Abstract

Two equivalents of the chiral dibenz[b,f]azepine-derived P-alkene ligands 2−6 per metal afforded mononuclear Rh(I) and Cu(I) complexes that were used as catalysts for asymmetric conjugate addition reactions. Rh formed square-planar neutral (8−10) and cationic complexes (11, 12) of the general formulas [RhCl(κ1P-alkene)(κ2P-alkene)] and cis-[Rh(κ2P-alkene)2][BF4], respectively (P-alkene = 2, 5, 6). In both cases reversible decoordination of the alkene function of the bidentate P-alkene ligands was observed in the presence of Lewis basic solvents, and model compounds of mono- and bis-solvated species (13, 14) were isolated. Cu formed trigonal-planar neutral (15−17) and cationic complexes (18, 19) of the general formulas [CuI(κ1P-alkene)2] and [Cu(κ1P-alkene)2BF4], respectively (P-alkene = 2, 4, 5).

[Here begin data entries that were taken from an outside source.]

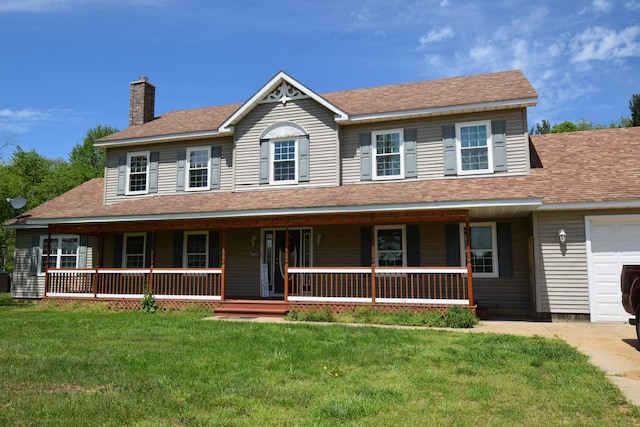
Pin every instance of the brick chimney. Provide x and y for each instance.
(142, 99)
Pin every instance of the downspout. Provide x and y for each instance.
(152, 261)
(223, 263)
(286, 263)
(46, 267)
(468, 251)
(373, 259)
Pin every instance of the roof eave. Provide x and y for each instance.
(163, 138)
(528, 203)
(439, 111)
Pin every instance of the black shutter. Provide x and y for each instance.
(117, 250)
(413, 246)
(505, 255)
(453, 245)
(214, 249)
(178, 239)
(365, 246)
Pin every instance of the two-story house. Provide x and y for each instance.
(423, 194)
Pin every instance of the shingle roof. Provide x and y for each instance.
(578, 167)
(429, 94)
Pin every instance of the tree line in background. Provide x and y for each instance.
(545, 127)
(38, 179)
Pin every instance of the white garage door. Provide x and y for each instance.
(611, 242)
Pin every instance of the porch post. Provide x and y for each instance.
(469, 269)
(373, 259)
(98, 264)
(286, 263)
(46, 267)
(223, 263)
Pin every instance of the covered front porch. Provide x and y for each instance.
(290, 273)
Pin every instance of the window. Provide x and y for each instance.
(484, 253)
(196, 246)
(284, 165)
(62, 252)
(197, 170)
(388, 154)
(134, 250)
(473, 144)
(390, 246)
(137, 173)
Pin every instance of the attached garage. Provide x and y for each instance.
(612, 241)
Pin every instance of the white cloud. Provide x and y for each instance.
(39, 6)
(632, 6)
(598, 43)
(23, 121)
(602, 6)
(436, 36)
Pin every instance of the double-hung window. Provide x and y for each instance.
(196, 246)
(474, 147)
(484, 249)
(197, 170)
(59, 252)
(137, 173)
(284, 155)
(134, 250)
(390, 246)
(388, 154)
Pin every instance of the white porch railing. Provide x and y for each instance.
(165, 283)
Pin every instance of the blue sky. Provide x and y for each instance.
(66, 65)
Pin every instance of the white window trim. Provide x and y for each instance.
(124, 248)
(129, 156)
(404, 240)
(184, 246)
(272, 150)
(374, 155)
(487, 124)
(494, 249)
(59, 253)
(187, 181)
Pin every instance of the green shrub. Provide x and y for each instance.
(149, 302)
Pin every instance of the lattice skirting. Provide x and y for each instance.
(385, 308)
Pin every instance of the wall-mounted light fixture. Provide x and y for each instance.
(562, 236)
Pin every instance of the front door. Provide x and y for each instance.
(299, 255)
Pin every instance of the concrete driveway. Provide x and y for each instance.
(613, 347)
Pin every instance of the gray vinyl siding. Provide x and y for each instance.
(562, 273)
(316, 120)
(25, 285)
(429, 144)
(167, 167)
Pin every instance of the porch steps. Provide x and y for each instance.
(252, 308)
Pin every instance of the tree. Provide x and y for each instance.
(541, 128)
(634, 106)
(565, 126)
(87, 161)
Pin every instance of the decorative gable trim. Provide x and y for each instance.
(284, 93)
(272, 87)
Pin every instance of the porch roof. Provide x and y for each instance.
(593, 169)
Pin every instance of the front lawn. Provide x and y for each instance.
(60, 367)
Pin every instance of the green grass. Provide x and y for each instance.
(101, 367)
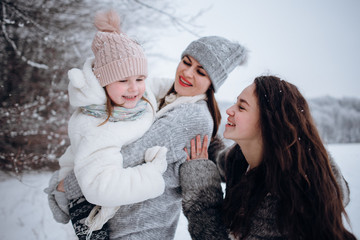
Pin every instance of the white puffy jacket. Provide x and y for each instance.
(94, 151)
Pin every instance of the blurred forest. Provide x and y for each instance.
(41, 40)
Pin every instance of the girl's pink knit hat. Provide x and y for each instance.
(116, 55)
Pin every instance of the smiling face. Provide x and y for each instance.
(127, 92)
(191, 78)
(243, 124)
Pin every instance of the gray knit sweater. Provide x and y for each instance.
(157, 218)
(203, 197)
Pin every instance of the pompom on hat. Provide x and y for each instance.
(116, 55)
(218, 56)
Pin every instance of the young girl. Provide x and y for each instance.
(280, 180)
(113, 109)
(189, 108)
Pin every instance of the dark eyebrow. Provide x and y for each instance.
(243, 101)
(199, 66)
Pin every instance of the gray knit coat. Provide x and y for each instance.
(157, 218)
(203, 197)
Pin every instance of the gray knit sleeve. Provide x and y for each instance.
(202, 199)
(72, 187)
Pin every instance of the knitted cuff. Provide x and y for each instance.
(72, 188)
(199, 174)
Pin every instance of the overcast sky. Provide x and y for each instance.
(314, 44)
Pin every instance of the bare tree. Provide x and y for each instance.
(40, 41)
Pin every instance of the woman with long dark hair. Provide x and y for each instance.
(280, 181)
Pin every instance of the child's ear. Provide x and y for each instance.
(76, 78)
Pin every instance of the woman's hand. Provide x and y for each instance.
(198, 151)
(60, 186)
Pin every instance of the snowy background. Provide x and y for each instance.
(313, 44)
(25, 213)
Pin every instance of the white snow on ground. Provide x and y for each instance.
(25, 214)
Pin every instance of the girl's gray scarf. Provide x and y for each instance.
(118, 113)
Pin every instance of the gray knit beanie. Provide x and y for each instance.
(218, 56)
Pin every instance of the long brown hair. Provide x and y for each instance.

The cationic Rh species 11 catalyzed the 1,4-addition of arylboronic acids to cyclic and linear enones with high activities (TON = 62 at 40 °C) and excellent enantiocontrol (up to 99% ee) for a wide range of substrates. The cationic Cu complex 18 catalyzed the 1,4-addition of Al(C2H5)3 to 2-cyclohexenone with 39% ee.